A Data-Driven DA-LSTM Approach For Predicting PEMFC Degradation Trends in Dynamic Load Conditions


Ekmekçi N. K., Uyar M.

9th International Hydrogen Technologies Congress, İzmir, Türkiye, 25 - 28 Mayıs 2025, ss.935-938, (Tam Metin Bildiri)

  • Yayın Türü: Bildiri / Tam Metin Bildiri
  • Basıldığı Şehir: İzmir
  • Basıldığı Ülke: Türkiye
  • Sayfa Sayıları: ss.935-938
  • Bursa Uludağ Üniversitesi Adresli: Evet

Özet

This study proposes a data-driven dual attention long short-term memory (DA-LSTM) approach for predicting the degradation trends of proton exchange membrane fuel cells (PEMFCs) under dynamic load conditions. Addressing key challenges in fuel cell durability and reliability, the proposed model is compared against traditional long short-term memory (LSTM) architectures to assess its effectiveness in capturing complex degradation patterns. The predictive performance of each model is evaluated using root mean squared error (RMSE), mean absolute error (MAE), and the coefficient of determination (R²).

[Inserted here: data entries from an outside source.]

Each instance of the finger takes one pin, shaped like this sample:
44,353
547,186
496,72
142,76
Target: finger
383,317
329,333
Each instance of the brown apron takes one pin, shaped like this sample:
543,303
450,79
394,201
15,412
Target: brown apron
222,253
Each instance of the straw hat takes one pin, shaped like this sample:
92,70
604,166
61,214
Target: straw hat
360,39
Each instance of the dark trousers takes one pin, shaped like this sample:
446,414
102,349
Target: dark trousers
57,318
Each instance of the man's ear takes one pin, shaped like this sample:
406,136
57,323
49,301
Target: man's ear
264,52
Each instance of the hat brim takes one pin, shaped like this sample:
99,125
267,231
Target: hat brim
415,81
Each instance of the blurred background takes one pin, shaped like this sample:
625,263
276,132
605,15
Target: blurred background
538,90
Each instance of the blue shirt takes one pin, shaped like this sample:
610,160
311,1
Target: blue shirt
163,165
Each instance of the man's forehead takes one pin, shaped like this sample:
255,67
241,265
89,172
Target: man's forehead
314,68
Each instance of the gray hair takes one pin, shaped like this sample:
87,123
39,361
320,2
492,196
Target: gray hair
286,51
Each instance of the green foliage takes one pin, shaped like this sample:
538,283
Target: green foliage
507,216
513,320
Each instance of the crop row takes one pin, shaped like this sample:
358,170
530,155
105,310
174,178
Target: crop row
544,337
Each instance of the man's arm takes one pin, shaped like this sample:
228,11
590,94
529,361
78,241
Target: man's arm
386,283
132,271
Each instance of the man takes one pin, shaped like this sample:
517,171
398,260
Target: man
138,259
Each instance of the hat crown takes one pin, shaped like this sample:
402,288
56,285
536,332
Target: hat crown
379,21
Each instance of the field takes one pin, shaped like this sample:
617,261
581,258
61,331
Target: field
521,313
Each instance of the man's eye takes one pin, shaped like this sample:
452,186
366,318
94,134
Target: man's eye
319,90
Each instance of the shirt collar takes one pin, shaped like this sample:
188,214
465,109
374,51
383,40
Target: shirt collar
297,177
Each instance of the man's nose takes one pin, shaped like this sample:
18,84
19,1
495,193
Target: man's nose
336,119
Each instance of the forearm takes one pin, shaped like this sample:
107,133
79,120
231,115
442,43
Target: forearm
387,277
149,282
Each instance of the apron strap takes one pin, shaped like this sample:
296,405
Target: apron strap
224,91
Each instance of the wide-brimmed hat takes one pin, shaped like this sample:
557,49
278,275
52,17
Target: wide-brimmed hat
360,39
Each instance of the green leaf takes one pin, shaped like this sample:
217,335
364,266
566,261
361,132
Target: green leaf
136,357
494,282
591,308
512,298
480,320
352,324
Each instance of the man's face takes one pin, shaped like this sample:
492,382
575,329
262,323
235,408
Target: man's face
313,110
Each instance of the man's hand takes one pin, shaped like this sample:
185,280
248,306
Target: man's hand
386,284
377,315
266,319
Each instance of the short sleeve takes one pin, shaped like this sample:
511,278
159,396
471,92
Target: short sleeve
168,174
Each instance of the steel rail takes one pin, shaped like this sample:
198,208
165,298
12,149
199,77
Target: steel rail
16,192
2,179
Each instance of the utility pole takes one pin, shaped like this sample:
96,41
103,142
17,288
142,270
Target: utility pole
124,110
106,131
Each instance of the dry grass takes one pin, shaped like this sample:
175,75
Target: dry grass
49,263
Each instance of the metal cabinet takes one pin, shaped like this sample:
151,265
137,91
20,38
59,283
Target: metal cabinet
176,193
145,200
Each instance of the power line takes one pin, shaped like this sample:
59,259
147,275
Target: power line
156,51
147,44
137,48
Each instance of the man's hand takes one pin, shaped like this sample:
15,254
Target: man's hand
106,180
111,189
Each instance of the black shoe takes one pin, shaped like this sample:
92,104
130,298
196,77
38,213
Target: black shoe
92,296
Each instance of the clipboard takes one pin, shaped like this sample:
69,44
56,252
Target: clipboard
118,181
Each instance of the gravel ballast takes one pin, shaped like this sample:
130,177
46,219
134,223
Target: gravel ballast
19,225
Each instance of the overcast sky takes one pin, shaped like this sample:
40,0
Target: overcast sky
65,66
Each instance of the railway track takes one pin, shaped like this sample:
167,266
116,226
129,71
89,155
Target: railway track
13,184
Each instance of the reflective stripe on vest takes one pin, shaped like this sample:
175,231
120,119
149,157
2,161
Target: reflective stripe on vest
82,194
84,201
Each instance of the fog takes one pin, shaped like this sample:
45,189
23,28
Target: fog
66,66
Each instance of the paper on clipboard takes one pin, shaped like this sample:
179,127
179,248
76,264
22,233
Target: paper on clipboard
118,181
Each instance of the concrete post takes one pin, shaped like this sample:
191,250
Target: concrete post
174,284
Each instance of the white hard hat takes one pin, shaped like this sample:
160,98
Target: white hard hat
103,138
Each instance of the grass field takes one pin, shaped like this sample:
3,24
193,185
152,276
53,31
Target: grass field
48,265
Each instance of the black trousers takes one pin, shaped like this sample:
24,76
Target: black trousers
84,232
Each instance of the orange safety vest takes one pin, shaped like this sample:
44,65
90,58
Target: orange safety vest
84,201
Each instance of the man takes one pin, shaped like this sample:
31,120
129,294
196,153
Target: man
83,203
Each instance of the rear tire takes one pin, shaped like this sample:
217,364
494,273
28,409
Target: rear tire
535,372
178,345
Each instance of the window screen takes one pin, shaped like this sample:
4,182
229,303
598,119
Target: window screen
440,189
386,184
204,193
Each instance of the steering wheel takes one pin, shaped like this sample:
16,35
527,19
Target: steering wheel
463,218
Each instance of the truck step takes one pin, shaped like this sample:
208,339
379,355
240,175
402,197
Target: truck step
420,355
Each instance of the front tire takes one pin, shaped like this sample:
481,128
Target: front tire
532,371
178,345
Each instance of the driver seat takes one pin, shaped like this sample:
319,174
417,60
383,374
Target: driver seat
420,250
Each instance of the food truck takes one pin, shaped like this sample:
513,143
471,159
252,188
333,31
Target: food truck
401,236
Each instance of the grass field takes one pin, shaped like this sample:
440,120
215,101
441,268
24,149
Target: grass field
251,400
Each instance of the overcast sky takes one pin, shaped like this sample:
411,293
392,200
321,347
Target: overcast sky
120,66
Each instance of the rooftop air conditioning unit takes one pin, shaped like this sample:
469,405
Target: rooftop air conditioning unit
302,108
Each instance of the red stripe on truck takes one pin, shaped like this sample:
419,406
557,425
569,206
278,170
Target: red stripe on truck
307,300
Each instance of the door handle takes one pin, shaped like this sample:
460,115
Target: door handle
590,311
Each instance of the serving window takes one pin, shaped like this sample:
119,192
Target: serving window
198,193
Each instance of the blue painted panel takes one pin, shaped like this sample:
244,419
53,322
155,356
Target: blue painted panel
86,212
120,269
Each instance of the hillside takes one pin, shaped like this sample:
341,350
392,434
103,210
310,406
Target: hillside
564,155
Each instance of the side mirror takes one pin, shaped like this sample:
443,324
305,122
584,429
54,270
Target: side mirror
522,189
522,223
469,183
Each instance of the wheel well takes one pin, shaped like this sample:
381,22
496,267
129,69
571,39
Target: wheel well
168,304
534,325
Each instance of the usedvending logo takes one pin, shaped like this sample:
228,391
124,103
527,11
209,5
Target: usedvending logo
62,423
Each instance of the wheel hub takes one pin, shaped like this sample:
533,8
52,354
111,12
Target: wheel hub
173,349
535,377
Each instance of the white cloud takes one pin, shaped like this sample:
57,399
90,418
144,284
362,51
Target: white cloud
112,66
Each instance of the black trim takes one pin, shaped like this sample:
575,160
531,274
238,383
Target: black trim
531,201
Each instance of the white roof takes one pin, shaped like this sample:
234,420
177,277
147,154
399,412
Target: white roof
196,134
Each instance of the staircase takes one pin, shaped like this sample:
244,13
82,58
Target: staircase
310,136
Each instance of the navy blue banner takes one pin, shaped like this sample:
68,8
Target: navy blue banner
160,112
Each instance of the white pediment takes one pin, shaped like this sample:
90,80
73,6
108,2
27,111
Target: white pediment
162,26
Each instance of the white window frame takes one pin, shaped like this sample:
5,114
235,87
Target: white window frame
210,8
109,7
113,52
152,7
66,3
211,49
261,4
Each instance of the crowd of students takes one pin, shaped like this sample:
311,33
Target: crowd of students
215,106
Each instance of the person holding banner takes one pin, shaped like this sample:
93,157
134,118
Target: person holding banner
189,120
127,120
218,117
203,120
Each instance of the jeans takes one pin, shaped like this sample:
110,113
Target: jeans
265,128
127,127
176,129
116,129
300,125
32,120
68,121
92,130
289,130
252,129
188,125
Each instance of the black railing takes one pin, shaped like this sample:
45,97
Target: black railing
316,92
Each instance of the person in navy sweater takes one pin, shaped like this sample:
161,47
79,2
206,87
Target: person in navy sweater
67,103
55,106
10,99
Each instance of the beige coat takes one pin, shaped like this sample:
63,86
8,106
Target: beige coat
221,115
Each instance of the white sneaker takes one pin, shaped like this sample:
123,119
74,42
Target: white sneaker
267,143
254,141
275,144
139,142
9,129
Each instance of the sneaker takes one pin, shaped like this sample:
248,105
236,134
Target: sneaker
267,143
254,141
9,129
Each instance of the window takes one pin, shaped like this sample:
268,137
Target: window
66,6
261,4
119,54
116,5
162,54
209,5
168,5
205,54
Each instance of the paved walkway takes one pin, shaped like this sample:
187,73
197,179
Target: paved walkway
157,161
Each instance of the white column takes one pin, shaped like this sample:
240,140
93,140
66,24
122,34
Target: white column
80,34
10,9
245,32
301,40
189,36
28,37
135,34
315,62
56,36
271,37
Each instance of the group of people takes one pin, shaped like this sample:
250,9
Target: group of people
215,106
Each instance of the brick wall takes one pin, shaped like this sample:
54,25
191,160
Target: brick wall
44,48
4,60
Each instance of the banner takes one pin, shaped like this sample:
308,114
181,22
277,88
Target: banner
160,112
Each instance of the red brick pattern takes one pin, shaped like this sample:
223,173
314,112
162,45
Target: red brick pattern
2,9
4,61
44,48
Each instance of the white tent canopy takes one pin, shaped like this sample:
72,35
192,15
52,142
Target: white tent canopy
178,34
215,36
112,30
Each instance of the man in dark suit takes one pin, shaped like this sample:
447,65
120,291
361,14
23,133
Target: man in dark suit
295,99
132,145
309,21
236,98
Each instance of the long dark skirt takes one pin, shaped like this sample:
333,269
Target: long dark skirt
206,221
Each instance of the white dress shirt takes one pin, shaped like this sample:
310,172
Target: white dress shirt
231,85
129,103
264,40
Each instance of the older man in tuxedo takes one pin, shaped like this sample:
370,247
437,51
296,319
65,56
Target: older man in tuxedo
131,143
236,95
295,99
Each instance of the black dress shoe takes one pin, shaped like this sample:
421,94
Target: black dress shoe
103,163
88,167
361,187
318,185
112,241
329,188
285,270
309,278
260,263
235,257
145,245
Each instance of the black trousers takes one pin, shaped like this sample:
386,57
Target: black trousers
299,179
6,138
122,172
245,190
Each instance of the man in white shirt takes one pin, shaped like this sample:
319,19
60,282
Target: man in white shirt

The results demonstrate that DA-LSTM outperforms the conventional LSTM model, offering enhanced feature selection and improved long-term prediction accuracy through its dual-stage attention mechanism. These findings highlight the potential of DA-LSTM for fuel cell prognostics, providing a robust framework for prognostics and health management (PHM) systems and advancing the development of sustainable energy technologies.